To time the market or not to time the market, that is the question which plagues investment professionals the world over. There is something intrinsically (at first) appealing to the idea of timing the market (and eschewing the buy and hold strategy) – consider the following scenario.
The market has dropped 2.2% and there is some fear-mongering on the financial news channels. You reckon that if the market turns down another 2% tomorrow then you’ll avoid the bloodbath, switch your equity investments into cash and wait out the storm. Things go somewhat your way, the market does take a knock and you are self-satisfied at your prescience. It’s been a week, the market has dropped further and today the market rallies 3%. This is what you have been waiting for! You place your trades, high five your colleagues and sleep well.
The next day the market drops another 3% in what is known as a “dead cat bounce” and the rout continues. You switch out again, all the while incurring costly brokerage fees and say you’ll wait much longer this time before jumping back in.

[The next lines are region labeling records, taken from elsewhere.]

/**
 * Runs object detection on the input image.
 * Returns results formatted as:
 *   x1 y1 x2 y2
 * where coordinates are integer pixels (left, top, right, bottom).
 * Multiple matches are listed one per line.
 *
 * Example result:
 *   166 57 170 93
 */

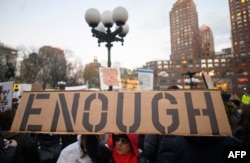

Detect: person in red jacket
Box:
111 134 139 163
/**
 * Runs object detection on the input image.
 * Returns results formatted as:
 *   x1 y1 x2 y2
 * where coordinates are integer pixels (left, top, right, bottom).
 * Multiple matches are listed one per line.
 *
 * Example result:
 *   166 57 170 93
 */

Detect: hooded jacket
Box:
57 135 92 163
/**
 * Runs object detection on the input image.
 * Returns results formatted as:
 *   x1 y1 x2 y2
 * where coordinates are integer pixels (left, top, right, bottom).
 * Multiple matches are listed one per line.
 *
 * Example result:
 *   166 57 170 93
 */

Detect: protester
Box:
0 108 17 163
12 98 18 109
57 134 108 163
106 134 139 163
35 134 62 163
0 129 17 163
0 109 39 163
233 104 250 147
221 93 238 127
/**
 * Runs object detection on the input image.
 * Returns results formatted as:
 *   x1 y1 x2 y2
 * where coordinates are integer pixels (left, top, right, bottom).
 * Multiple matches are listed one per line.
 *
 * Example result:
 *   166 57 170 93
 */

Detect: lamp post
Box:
85 7 129 90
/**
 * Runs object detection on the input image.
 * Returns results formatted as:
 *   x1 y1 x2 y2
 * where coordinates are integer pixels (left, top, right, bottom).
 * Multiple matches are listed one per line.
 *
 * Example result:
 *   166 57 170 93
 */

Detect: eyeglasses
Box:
115 138 129 144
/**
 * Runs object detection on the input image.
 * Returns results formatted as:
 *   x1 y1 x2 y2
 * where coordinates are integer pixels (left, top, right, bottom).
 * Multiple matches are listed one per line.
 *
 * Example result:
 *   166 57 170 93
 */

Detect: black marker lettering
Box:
116 93 141 133
184 92 200 134
202 92 219 135
82 93 108 132
20 94 49 131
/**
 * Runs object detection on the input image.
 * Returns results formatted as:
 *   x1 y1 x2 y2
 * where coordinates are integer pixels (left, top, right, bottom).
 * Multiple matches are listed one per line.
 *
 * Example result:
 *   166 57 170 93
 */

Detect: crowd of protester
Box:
0 87 250 163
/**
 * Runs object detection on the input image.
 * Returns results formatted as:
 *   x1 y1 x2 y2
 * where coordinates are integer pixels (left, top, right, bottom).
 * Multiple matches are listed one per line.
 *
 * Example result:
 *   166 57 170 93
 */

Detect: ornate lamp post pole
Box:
85 7 129 90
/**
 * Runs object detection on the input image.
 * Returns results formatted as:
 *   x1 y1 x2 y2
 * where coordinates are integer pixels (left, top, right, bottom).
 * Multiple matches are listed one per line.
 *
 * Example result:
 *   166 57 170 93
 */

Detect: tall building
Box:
200 24 215 58
228 0 250 64
170 0 201 62
144 0 250 96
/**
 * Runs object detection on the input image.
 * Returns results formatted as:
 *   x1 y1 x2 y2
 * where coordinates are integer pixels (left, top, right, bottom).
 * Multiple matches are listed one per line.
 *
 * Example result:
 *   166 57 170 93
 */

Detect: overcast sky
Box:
0 0 231 69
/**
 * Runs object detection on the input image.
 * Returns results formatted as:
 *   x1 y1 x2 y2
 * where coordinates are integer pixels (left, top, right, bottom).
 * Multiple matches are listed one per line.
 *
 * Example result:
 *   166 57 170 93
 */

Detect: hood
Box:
112 134 139 157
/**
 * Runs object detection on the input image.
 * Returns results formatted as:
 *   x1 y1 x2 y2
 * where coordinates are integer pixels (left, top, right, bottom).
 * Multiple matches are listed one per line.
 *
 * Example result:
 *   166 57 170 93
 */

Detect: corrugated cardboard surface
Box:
11 90 232 136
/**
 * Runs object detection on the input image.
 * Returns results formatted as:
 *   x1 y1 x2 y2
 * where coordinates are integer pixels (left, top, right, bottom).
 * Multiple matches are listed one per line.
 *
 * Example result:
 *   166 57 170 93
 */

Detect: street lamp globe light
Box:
85 8 101 28
85 7 129 90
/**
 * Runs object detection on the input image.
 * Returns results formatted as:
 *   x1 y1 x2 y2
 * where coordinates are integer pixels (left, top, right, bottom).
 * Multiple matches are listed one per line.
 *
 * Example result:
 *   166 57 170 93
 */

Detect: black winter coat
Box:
144 135 174 163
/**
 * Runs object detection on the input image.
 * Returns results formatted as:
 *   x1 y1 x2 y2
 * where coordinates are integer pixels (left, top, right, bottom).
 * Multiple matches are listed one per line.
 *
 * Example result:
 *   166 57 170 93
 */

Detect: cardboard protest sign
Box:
11 90 232 136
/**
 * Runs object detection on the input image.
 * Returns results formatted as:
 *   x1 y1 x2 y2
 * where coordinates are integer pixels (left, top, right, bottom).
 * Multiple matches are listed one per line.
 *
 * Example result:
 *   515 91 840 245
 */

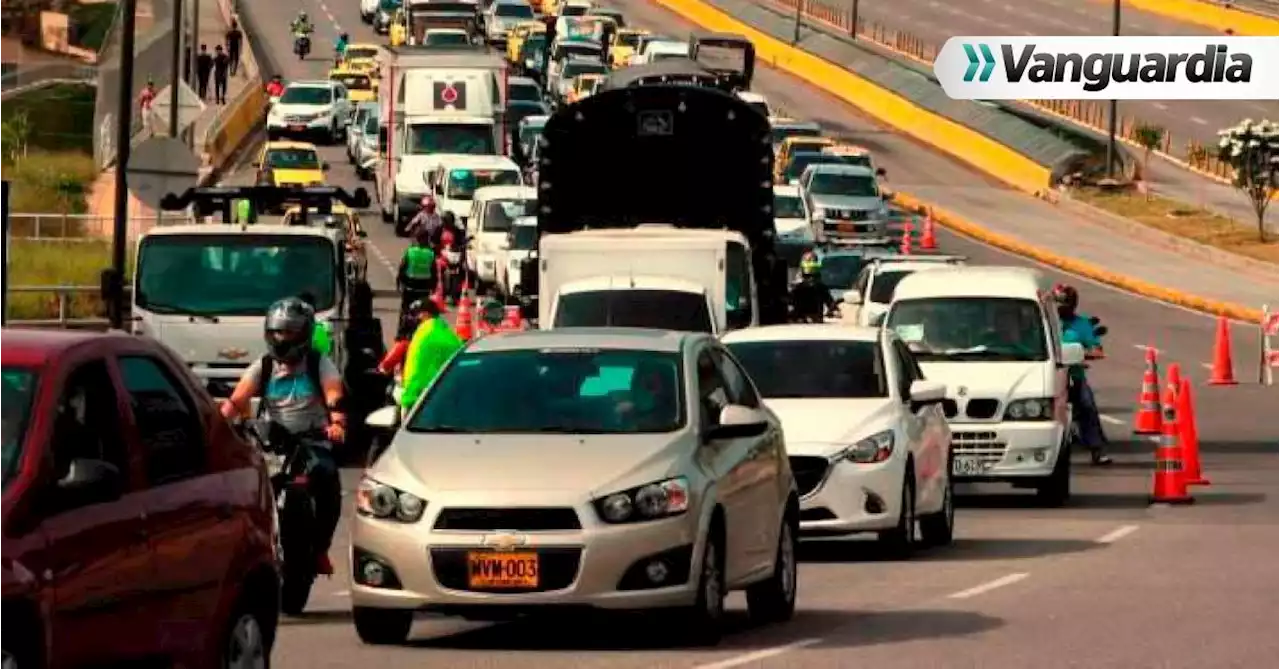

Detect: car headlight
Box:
593 476 689 524
1005 398 1053 421
356 476 426 523
836 430 893 464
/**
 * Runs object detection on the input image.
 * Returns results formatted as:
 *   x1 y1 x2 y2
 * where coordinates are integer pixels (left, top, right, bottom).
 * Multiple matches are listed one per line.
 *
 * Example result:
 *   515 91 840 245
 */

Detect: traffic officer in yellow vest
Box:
396 228 436 315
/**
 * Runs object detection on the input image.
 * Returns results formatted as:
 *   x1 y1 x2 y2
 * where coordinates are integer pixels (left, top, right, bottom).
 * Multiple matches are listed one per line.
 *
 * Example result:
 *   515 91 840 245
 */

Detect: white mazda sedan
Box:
723 325 955 556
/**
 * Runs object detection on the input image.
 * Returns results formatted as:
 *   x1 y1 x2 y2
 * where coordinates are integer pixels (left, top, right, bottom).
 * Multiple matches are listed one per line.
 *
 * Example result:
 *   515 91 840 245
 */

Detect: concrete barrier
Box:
655 0 1053 197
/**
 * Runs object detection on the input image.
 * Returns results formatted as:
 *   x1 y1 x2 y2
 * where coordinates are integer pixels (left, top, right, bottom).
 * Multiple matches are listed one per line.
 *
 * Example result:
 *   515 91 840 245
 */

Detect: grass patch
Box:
0 83 97 156
67 3 116 51
1071 188 1280 264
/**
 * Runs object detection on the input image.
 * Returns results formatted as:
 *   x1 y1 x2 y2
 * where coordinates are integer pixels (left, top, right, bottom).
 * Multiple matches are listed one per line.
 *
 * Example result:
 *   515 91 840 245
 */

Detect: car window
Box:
120 356 205 486
52 361 129 496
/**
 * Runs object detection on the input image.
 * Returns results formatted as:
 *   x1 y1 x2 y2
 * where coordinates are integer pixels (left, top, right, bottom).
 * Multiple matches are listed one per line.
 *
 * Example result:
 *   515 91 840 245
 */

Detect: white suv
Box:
266 81 351 145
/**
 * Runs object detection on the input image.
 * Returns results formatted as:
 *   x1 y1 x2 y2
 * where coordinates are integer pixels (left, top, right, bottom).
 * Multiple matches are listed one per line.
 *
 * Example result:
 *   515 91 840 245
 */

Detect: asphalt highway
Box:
831 0 1276 155
229 0 1280 669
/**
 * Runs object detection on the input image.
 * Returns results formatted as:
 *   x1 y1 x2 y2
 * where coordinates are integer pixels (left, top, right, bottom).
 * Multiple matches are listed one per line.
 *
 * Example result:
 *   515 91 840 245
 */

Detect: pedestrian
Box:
227 19 244 77
196 45 214 101
214 45 232 105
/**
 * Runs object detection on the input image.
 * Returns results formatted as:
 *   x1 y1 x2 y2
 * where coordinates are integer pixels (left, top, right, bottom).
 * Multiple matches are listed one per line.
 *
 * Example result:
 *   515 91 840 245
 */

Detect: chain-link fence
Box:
93 0 177 169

The above scenario can play out in a number of different ways, but the one truth is that in the very short-term, equity markets are nigh unpredictable.
To attach some hard evidence to the above example, consider that the performance (read: gains) of the S&P 500 since December 1959 to 29 February 2016 can be condensed into approximately 51 of the best days of trading. That’s slightly longer than 2 and a half months of investing. Furthermore, out of the 14 148 trading days between mid-December 1959 and end February 2016, roughly 53% have posted gains and roughly 47% have posted losses. The point here is that being out of the market for even a few of those critical days could have hurt your long-term performance considerably. The chart below shows this:
The S&P 500 Without its 5 and 10 Best Trading Days
In terms that are more comprehendible, the standard S&P 500 has had a compound annual growth rate of 6.41% annually since 1959. Excluding the best 5 days pushes this down to 6.05% and excluding the best 10 days pushes it down to 5.74%. Over just more than 56 years, this is a return of 3181% for the S&P 500, 2619% without the best 5 days and 2198% without the 10 best. This means that those 10 days in isolation, when considered over the whole holding period, multiplied an investor’s money by about 10.
While one could keep coming up with new, fun ways to present this information, the moral at the end of this story is that the long-term opportunity costs of trying to time the market could be massive. The point? Buy and hold for the long-term.
And, just for fun, if you had managed to foresee the 10 worst days for the S&P500 since 1959 (which there is no way you could!) you would have returned 4261% (6.95% CAGR)!